Tobias Kestel warf den nassen Schirm auf den Boden der Beifahrerseite und rutschte rasch hinter das Steuer. Es goss wie aus Eimern und erneut bereute er, nicht wenigstens in einen Carport investiert zu haben. Auch ein neuer Wagen wäre schön, doch momentan reichte das Geld vorne und hinten kaum. Er konnte sich jetzt keine weiteren Schulden leisten und es war überhaupt fraglich, ob die Bank ihm einen weiteren Kredit geben würde. Also musste es der kleine rote Peugeot mit dem Baujahr Neunzehnhundertachtundneunzig noch eine Weile tun. Die Kinder kamen mittlerweile in ein Alter, in dem sie anfingen, Ansprüche zu stellen und auch seine Frau war eher nicht der Typ, der jeden Cent zweimal umdrehte. Tobias wollte schon seit einer geraumen Weile seinen Chef um eine Gehaltserhöhung bitten, doch - ehrlich gesagt - hatte er bisher nicht den Mut dazu aufbringen können. Er arbeitete nunmehr seit fünfzehn Jahren bei Bensmann Immobilien und trat mehr oder weniger auf der Stelle. Und seit es die neuen, restriktiven, Bestimmungen mit Sachkundenachweis und Fortbildungszwang gab, war der Job auch nicht einfacher geworden. Tobias musste damals noch die alte, harte Schule des ‚Learning by Doing‘ mitmachen und er war der Meinung, dass es ihm nicht geschadet hatte. Er schüttelte den Kopf und startete den Wagen. Eile war geboten, denn sein Chef legte größten Wert auf Pünktlichkeit und Tobias konnte sich jetzt keine Rüge mehr leisten. Nicht, wenn er auch noch die Gehaltserhöhung ansprechen wollte.

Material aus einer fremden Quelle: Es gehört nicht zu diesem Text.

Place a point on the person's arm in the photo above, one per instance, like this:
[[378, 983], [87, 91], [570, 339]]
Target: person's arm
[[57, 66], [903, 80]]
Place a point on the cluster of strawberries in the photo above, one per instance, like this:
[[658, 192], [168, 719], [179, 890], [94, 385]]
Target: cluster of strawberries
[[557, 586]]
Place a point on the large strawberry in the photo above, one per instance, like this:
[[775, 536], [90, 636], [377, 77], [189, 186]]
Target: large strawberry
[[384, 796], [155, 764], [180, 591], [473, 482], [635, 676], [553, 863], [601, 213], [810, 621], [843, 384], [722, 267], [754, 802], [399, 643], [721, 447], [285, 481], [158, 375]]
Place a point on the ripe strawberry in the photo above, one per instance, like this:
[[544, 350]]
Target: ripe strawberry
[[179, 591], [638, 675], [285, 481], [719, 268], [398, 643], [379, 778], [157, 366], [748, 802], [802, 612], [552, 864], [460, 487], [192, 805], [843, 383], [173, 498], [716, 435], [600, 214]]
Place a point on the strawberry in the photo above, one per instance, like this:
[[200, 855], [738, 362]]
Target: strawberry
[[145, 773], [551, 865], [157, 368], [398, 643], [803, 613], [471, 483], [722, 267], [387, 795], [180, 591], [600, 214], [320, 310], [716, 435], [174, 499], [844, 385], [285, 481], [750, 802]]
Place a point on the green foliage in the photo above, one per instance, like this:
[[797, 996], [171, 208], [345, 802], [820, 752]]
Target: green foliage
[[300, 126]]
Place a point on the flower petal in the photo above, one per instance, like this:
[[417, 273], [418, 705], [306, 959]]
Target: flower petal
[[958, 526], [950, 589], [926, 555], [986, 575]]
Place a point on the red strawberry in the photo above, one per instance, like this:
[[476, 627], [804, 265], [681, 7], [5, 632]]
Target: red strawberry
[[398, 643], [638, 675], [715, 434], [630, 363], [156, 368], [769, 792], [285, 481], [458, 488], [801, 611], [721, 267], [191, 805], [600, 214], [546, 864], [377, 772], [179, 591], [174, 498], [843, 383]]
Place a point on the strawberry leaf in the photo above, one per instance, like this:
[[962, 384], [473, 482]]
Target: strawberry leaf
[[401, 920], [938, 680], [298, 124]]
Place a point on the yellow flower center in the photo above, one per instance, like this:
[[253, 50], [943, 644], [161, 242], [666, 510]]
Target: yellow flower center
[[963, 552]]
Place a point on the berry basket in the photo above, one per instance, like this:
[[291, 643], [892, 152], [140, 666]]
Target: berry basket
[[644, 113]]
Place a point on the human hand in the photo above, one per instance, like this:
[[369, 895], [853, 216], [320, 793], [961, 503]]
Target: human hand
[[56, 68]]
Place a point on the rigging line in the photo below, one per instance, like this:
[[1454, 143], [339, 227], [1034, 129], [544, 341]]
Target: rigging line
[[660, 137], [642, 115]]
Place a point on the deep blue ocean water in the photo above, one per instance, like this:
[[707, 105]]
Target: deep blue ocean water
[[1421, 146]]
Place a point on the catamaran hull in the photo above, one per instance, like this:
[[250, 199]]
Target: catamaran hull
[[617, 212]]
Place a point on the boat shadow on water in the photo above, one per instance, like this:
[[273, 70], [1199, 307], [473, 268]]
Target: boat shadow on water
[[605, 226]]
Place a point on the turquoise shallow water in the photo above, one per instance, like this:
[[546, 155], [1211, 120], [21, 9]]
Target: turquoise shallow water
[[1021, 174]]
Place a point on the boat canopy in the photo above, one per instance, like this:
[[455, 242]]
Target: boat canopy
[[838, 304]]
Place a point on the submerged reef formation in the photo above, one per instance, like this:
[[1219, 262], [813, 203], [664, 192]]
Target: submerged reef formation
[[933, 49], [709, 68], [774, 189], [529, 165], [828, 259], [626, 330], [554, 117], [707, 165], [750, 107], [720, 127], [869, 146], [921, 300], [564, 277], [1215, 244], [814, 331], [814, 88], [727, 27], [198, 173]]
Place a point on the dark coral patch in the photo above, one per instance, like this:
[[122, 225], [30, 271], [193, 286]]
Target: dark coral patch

Während er sich durch den Berufsverkehr quälte, kreisten seine Gedanken noch einmal um das vergangene Wochenende. Lächelnd dachte er an den Samstag zurück, bevor seine Gedanken sich ein wenig verdüsterten und zum Sonntag sprangen. Wieder einmal ließ seine Frau Angelika ihre ständig schlechte Laune an ihm aus, indem sie alles, was er tat, kritisierte. Vorsorglich war er am Samstag, oder besser am Sonntag, spät in der Nacht heimgekehrt, so dass sie schon tief und fest schlief. Der säuerliche Geruch nach Rotwein und die drei leeren Flaschen im Wohnzimmer zeigten ihm, dass sie wieder einmal den Kampf gegen ihre Depressionen verloren hatte.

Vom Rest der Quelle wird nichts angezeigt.